Malheureusement, tellement de facteurs ont concouru pour changer le cours des événements syriens et donner une autre direction à la révolution. Celle-ci, telle qu’elle éclata durant cette première étape, ces premiers jours, fut mise en échec. La situation s’est militarisée et de nombreuses forces réactionnaires ont fait leur apparition sur le champ de bataille en Syrie, dans presque tout le pays. Bien évidemment, c’est le régime de Bachar qui, dès le début, s’est occupé du sale boulot afin de militariser cette confrontation. Lui et ses hommes savaient dès le départ qu’ils ne pourraient plus se défendre si le mouvement de masse prenait de l’ampleur. Ils ont donc fait tout ce qu’ils pouvaient pour militariser les affrontements, et on pourrait le prouver à partir de nombreux détails dans ce qui s’est passé. C’est un régime brutal, et on sait que 200 00018 personnes ont été tué au cours du désastre, de la catastrophe qui s’en est suivi pour la Syrie.

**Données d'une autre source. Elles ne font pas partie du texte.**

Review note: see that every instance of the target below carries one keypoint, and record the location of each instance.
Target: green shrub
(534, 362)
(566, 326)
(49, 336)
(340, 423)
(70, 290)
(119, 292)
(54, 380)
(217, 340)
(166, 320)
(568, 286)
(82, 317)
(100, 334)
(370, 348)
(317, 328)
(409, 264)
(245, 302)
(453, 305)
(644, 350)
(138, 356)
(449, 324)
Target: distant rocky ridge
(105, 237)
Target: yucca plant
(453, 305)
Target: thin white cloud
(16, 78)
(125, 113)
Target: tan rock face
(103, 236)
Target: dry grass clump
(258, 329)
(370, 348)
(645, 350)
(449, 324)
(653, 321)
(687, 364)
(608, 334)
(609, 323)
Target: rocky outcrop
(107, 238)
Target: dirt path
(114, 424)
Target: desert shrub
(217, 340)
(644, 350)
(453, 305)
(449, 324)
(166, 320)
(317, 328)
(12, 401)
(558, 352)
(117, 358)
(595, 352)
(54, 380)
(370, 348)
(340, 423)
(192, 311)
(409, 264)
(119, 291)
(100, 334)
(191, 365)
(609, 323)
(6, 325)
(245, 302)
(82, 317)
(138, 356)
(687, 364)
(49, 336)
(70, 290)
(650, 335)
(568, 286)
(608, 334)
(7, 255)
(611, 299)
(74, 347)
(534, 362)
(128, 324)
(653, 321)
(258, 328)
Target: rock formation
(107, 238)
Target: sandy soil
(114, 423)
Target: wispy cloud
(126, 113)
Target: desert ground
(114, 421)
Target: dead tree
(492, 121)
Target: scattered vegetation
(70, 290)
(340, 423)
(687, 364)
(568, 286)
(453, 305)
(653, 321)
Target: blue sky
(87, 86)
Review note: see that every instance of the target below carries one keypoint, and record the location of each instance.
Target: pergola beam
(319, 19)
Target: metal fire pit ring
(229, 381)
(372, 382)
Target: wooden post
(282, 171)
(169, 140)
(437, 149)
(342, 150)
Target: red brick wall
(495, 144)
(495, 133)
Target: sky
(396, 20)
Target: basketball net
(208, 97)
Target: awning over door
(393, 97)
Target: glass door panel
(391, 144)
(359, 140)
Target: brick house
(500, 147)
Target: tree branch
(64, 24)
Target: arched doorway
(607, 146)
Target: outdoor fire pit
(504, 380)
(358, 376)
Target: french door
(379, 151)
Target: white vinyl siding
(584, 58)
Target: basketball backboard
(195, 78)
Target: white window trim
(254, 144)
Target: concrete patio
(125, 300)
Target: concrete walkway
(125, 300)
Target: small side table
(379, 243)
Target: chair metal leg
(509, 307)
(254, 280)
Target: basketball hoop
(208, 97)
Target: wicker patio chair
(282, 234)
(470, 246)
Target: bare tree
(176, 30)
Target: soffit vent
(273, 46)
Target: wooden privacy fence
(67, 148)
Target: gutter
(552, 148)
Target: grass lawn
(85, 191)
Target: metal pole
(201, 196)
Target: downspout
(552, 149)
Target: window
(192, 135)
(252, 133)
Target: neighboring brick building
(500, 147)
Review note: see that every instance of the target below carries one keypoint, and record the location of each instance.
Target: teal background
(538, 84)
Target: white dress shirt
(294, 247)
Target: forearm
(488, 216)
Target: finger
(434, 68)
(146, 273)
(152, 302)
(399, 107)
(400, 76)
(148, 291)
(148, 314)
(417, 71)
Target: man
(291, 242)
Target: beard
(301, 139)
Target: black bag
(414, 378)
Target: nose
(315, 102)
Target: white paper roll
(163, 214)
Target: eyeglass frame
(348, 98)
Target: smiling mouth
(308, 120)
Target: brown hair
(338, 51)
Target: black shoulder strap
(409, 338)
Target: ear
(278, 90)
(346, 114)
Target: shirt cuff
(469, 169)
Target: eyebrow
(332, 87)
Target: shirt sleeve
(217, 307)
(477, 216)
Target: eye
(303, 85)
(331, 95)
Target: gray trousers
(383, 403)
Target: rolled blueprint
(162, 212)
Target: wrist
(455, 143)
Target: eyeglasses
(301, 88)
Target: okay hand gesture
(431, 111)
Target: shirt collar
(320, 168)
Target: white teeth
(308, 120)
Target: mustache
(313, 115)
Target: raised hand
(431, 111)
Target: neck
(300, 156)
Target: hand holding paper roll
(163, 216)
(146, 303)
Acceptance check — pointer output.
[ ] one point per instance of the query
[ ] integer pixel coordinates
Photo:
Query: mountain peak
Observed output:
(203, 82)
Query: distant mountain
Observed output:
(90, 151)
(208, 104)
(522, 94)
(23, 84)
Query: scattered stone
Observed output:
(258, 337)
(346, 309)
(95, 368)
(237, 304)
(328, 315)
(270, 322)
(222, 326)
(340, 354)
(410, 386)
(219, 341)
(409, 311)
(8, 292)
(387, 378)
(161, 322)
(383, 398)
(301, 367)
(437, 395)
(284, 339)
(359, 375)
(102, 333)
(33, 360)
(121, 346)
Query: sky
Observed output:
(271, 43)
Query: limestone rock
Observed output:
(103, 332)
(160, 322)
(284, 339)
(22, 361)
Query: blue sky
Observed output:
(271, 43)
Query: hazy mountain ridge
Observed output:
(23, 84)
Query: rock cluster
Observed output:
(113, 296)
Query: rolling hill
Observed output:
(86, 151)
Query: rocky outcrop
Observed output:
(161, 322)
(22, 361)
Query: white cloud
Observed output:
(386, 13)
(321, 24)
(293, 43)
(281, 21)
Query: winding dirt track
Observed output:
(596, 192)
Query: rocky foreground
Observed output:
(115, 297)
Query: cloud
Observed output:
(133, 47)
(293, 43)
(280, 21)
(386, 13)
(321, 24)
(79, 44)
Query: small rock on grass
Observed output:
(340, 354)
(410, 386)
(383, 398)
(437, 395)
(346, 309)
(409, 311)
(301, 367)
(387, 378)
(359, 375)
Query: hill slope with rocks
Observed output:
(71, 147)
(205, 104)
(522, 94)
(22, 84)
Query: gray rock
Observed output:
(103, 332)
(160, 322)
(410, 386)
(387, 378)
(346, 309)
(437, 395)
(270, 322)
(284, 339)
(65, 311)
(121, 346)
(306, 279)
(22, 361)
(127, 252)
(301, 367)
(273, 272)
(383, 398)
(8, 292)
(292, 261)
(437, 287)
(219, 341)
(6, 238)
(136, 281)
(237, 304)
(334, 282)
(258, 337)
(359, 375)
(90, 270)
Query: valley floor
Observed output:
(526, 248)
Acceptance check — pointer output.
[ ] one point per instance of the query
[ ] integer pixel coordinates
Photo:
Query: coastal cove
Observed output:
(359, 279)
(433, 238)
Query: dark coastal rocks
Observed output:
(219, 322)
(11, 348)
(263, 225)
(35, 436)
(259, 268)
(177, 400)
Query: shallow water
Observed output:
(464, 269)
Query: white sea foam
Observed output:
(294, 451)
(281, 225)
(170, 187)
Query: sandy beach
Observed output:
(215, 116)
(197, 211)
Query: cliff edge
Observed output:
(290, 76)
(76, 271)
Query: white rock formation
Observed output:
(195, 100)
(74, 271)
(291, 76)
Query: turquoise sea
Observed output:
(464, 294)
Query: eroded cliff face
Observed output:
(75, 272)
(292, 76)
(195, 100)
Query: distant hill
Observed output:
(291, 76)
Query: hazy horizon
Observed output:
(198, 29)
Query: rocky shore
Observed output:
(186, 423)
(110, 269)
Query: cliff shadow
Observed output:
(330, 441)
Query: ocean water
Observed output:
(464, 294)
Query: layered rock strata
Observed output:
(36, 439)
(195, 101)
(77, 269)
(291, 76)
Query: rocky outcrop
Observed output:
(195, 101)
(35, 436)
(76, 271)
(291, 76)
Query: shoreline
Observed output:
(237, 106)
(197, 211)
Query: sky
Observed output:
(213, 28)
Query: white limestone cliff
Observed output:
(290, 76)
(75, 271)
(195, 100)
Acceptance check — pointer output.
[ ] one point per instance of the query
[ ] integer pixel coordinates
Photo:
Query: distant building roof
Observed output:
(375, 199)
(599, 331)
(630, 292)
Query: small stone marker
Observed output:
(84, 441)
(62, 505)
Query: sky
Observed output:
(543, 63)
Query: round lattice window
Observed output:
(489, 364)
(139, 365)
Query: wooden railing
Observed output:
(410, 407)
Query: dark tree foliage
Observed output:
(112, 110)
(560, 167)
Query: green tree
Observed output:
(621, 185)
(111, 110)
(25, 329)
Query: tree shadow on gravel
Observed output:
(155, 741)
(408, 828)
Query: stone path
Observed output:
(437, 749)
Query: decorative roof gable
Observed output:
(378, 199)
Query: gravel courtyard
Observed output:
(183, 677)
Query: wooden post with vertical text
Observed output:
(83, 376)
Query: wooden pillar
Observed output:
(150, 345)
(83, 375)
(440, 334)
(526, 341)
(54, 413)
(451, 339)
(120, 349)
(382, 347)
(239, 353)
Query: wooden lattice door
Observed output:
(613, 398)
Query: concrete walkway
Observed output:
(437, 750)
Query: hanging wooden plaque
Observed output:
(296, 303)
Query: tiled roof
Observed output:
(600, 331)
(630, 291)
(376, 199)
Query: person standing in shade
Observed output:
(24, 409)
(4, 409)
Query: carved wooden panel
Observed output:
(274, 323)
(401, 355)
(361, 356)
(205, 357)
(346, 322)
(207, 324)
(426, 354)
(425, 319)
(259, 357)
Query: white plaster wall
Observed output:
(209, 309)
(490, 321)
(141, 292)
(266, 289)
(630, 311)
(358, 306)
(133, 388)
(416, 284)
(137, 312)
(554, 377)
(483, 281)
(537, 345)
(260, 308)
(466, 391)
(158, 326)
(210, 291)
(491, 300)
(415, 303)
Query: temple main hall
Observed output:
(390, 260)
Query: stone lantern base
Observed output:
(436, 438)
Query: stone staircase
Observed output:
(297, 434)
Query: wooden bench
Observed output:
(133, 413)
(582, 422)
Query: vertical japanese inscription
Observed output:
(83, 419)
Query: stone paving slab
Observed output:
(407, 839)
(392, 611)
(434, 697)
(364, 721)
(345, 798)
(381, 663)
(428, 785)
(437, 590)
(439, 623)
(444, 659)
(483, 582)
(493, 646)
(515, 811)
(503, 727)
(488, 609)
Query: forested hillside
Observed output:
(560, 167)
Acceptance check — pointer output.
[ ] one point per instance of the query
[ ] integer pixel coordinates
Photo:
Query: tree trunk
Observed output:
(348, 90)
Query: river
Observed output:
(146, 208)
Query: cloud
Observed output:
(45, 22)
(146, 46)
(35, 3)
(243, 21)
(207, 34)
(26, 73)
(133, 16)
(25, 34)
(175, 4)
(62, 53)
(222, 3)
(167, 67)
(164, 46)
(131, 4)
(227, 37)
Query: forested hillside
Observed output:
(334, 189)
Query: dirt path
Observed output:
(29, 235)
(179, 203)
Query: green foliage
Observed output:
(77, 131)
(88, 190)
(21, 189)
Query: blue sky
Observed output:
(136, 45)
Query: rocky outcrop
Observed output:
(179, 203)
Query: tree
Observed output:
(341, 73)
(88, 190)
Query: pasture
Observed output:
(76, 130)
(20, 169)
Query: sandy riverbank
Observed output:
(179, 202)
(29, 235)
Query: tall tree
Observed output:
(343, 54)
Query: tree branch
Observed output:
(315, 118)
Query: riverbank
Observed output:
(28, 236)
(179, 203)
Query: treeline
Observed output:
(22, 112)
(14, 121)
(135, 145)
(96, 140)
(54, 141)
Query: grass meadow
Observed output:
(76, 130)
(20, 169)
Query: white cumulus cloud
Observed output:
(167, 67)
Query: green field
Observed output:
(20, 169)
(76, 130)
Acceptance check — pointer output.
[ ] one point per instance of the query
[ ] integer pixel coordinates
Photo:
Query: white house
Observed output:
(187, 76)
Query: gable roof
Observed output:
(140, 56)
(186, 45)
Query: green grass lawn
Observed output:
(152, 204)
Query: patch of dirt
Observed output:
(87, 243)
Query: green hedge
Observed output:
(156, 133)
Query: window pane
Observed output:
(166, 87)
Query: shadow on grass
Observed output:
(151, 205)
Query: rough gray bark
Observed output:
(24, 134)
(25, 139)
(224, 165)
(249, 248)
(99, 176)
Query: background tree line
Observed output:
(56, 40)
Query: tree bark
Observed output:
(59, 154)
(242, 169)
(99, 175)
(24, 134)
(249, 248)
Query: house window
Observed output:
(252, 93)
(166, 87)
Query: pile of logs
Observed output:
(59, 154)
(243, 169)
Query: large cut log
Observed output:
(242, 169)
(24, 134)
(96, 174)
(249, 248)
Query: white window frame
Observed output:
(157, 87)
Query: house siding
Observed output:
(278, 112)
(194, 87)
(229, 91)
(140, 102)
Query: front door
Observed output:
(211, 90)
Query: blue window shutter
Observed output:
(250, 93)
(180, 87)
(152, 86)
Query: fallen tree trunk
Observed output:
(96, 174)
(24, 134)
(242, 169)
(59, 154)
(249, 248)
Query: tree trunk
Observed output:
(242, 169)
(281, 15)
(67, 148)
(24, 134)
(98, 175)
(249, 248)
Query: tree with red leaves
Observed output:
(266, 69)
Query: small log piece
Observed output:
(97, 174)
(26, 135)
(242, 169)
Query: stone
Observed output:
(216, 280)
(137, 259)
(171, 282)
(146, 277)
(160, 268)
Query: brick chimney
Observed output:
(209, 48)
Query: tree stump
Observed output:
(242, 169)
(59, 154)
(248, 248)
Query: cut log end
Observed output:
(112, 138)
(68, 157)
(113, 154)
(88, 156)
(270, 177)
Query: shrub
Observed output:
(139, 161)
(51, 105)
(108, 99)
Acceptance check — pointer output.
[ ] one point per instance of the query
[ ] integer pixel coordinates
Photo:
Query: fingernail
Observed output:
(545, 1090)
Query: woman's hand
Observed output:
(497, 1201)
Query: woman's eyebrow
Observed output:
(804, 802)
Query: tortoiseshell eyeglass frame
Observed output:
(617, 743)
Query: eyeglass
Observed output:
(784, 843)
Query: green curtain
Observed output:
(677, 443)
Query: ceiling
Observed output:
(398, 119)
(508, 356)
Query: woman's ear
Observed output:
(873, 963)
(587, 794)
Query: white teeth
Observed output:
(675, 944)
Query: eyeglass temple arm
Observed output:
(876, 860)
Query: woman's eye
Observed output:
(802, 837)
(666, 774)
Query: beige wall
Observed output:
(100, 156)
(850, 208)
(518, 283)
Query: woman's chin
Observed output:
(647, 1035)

D’un autre côté, les forces spécifiques de l’Arabie saoudite, du Qatar, de la Turquie, bénéficiant du soutien des États-Unis, de l’OTAN et des puissances occidentales, ont en même temps saisi l’opportunité de pouvoir intervenir dans la politique syrienne. Alors que l’Armée Syrienne Libre19 existait déjà, ils ont apporté leur soutien aux groupes islamiques, les ont financés, et leur ont fourni un soutien logistique, bref, tout ce dont ils avaient besoin. Ils ont donc changé artificiellement le cours de la révolution en Syrie. Dès les premiers jours, ou plutôt les premiers mois, la révolution syrienne a été tenue en échec. C’est là ce que nous appelons le « scénario noir » en Syrie. Il suffit de voir que ces forces islamistes contrôlent maintenant plusieurs parties du pays20, tandis que la dictature profite de cette situation pour tuer tout le monde et faire couler le sang. C’est pourquoi nous pensons qu’il n’y a pas aujourd’hui de processus révolutionnaire. Celui-ci a pris fin, et on peut le montrer à l’aide de critères bien précis. S’il est vrai qu’un début de révolution a vu le jour, ce sont ensuite d’autres puissances et d’autres forces qui sont entrées en scène pour décider de la politique de ce pays. Affirmer que le processus révolutionnaire est encore à l’œuvre, ce serait proposer une analyse vraiment mauvaise et non réaliste de la situation. Il faut bien se mettre d’accord sur ce point. Pour le moment, il n’y a pas de révolution en Syrie.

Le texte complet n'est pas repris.